Une carcasse de poulain a été découverte dans une ferme de l'Essonne, fin février. Une association est persuadée qu'un loup en est responsable, mais les autorités restent circonspectes, faute d'avoir pu étudier sérieusement le cadavre.

Article rédigé par Fabien Magnenou
France Télévisions
Publié
Temps de lecture : 5min
Un loup nage dans un plan d'eau artificiel du zoo de Vincennes, à Paris, le 3 juillet 2015. (PATRICK KOVARIK / AFP)

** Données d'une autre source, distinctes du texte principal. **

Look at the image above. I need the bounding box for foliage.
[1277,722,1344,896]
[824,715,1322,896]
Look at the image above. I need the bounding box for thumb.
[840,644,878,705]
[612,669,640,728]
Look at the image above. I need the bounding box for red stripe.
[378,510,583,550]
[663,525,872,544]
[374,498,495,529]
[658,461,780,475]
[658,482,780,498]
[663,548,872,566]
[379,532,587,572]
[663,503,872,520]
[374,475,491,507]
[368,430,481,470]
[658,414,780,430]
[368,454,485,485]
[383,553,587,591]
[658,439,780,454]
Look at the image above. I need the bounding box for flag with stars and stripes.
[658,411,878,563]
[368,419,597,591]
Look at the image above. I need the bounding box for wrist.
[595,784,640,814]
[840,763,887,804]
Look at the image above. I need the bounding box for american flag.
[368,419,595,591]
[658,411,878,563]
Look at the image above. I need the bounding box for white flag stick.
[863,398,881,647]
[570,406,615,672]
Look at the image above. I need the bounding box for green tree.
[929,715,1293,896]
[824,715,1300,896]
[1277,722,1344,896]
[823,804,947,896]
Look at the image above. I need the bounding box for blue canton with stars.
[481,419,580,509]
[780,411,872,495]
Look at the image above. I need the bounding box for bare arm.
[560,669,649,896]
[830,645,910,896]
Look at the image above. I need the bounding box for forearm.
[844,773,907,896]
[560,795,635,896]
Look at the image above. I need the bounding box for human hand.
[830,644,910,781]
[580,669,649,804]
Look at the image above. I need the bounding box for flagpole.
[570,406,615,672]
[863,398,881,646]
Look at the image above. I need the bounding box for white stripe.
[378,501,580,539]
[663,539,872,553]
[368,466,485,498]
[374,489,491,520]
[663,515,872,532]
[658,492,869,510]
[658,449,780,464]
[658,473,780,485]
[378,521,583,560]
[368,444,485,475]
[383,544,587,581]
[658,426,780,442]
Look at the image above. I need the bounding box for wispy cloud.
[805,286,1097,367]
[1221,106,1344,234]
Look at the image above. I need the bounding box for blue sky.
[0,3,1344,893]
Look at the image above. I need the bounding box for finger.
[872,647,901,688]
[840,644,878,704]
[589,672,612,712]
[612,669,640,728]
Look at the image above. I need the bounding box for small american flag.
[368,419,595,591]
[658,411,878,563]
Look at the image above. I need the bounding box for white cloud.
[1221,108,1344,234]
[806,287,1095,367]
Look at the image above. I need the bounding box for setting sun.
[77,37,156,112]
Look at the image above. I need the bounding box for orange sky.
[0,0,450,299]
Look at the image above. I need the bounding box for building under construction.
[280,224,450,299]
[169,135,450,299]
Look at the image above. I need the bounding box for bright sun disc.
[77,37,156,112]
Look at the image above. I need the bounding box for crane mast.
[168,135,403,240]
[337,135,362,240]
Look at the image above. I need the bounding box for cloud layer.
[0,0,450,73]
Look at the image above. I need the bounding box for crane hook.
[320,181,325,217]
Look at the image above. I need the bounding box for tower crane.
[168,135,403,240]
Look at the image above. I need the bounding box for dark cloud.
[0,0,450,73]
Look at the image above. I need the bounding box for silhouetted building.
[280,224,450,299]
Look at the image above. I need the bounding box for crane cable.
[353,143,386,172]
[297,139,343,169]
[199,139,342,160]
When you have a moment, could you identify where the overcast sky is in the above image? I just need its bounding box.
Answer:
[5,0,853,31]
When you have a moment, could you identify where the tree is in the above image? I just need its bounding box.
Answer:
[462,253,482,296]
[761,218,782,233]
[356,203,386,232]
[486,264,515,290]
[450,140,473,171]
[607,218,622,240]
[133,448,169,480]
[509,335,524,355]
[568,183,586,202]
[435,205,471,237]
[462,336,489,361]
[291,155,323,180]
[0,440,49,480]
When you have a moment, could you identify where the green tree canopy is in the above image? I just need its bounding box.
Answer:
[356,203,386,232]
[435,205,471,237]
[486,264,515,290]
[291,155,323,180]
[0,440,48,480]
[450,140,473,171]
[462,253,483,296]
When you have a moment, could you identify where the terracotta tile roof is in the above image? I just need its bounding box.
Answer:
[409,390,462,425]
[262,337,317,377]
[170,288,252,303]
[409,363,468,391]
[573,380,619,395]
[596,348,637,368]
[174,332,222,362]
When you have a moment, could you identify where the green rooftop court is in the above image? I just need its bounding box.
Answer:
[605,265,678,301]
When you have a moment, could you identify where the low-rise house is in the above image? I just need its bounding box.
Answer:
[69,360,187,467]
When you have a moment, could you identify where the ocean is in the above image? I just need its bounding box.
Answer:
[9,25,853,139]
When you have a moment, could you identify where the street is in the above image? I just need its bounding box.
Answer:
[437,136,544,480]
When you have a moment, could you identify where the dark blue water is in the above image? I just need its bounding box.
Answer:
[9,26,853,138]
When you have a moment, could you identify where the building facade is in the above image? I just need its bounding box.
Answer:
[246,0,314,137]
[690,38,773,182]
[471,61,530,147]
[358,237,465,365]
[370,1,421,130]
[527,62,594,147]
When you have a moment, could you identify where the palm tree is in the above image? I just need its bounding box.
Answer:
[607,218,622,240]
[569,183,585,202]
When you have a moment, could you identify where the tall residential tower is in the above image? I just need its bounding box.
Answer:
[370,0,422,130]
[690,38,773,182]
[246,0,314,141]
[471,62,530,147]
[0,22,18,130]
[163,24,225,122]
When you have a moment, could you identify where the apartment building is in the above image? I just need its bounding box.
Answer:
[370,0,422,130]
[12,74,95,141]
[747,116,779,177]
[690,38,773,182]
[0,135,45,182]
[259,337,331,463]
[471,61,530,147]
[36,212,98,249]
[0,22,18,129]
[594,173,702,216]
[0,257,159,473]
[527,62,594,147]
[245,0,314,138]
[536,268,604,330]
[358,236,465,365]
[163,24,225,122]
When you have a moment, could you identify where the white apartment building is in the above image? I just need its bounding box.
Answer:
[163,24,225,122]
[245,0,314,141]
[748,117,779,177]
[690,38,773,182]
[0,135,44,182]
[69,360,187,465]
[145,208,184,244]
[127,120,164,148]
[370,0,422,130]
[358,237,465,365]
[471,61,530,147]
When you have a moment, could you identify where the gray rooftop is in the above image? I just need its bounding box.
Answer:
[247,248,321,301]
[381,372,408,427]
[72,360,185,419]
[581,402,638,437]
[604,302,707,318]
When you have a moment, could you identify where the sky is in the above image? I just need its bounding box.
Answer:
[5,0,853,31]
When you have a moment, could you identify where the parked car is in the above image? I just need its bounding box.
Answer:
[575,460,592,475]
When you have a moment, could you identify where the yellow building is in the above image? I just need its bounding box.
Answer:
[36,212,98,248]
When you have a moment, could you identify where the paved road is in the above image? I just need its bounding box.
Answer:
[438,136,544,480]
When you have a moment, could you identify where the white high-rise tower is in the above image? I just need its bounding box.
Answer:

La carcasse est à moitié dévorée. Mercredi 22 février, un exploitant de Dourdan (Essonne) découvre les restes d'un de ses poulains, dans son parc de 15 hectares. Une empreinte de patte est même relevée à proximité, indique Le Parisien, qui a révélé l'affaire. Officiellement, la présence du loup n'est pas avérée en Ile-de-France : au plus près, il n'a été observé que dans la Marne, à 200 km de Dourdan. Mais pour Manoel Atman, président de l'association Alliance avec les loups, pas de doute : un ou plusieurs de ces canidés se sont introduits dans la ferme francilienne, pour faire festin d'un animal né pendant la nuit. 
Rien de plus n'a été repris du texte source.